Are quite common but do not appear as often as eczema. The most common diagnostic mistakes made so by doctors that have other medical specialties than dermatology and some patients is framing any rash as one of fungal nature.

For example, a person who has more squamous spots localized on arms, legs or trunk rather likely to have some form of eczema or dermatitis than a fungus. In addition, fungus tend to develop rashes (especially in the skin folds – the skin under the breasts, groin, etc.) that are deep red color and many have blisters on the margin. Fungal infections are not triggered by the lack of hygiene of a person, are not transmitted by pets and cannot be contacted, normally, very easily from sports changing rooms and swimming pools.

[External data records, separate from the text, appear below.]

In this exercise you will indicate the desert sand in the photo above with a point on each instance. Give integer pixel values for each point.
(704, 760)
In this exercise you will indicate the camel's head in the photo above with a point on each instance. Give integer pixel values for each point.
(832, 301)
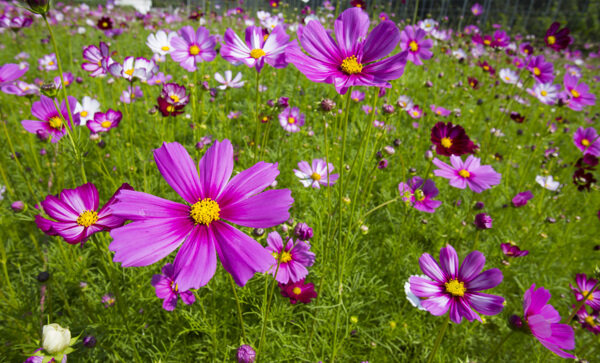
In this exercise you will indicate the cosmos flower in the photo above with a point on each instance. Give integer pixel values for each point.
(352, 60)
(160, 226)
(103, 122)
(584, 286)
(470, 173)
(167, 290)
(291, 119)
(228, 81)
(451, 139)
(420, 194)
(50, 123)
(293, 258)
(457, 288)
(259, 47)
(192, 47)
(544, 322)
(298, 291)
(316, 173)
(160, 42)
(75, 215)
(412, 40)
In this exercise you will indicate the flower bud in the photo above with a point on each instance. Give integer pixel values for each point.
(55, 338)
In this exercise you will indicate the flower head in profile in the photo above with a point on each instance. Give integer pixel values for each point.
(167, 290)
(75, 215)
(259, 47)
(420, 194)
(469, 173)
(316, 174)
(198, 227)
(293, 258)
(189, 47)
(354, 58)
(457, 288)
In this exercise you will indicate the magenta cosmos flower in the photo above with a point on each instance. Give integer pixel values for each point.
(160, 226)
(192, 47)
(412, 40)
(167, 290)
(50, 123)
(259, 47)
(587, 141)
(543, 321)
(294, 258)
(76, 215)
(352, 60)
(420, 194)
(457, 289)
(470, 173)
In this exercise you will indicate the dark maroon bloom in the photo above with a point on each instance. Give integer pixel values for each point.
(521, 199)
(451, 139)
(483, 221)
(298, 291)
(511, 250)
(556, 38)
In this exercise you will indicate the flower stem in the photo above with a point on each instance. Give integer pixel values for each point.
(438, 340)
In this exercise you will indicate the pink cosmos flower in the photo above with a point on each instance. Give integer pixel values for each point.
(75, 214)
(160, 226)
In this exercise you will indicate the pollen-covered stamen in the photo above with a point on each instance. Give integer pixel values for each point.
(351, 66)
(257, 53)
(55, 122)
(455, 287)
(464, 173)
(205, 211)
(87, 218)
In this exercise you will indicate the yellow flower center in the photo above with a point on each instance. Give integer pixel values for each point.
(351, 66)
(455, 287)
(55, 122)
(413, 46)
(205, 211)
(87, 218)
(194, 50)
(257, 53)
(464, 173)
(446, 142)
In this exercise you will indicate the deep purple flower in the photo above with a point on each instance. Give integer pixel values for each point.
(512, 250)
(50, 123)
(167, 289)
(412, 40)
(293, 258)
(457, 290)
(544, 322)
(259, 47)
(351, 60)
(160, 226)
(483, 221)
(103, 122)
(522, 198)
(192, 47)
(420, 194)
(76, 214)
(470, 173)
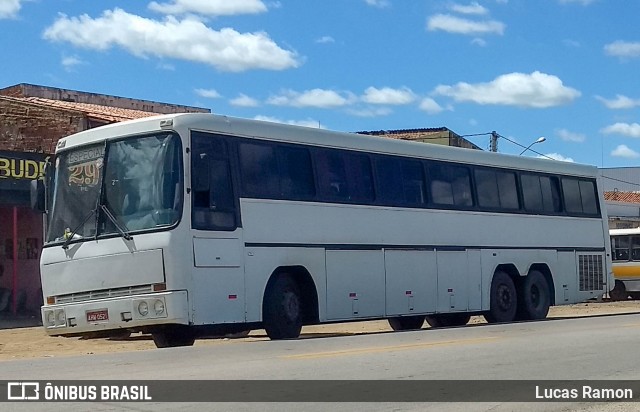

Fungal infection treatment is usually simple. Many effective antifungal creams can be bought from the pharmacy without a prescription, including clotrimazole 1% or terbinafine. If you tried unsuccessfully several times, treating a fungus, it may be more like eczema and should be treated differently. A fungal infection can be confirmed by various simple investigations.

Bacterial infections

The most common bacterial skin infection is impetigo, which is caused by staph or strep germs. It is more common in children than in adults. Rashes caused by bacteria are characterized by the presence of pustules or scabs and some can be quite painful. Poor hygiene plays no role in this case. The antibacterial creams can be bought only with a prescription. More effective than these are antibiotics that are administered orally.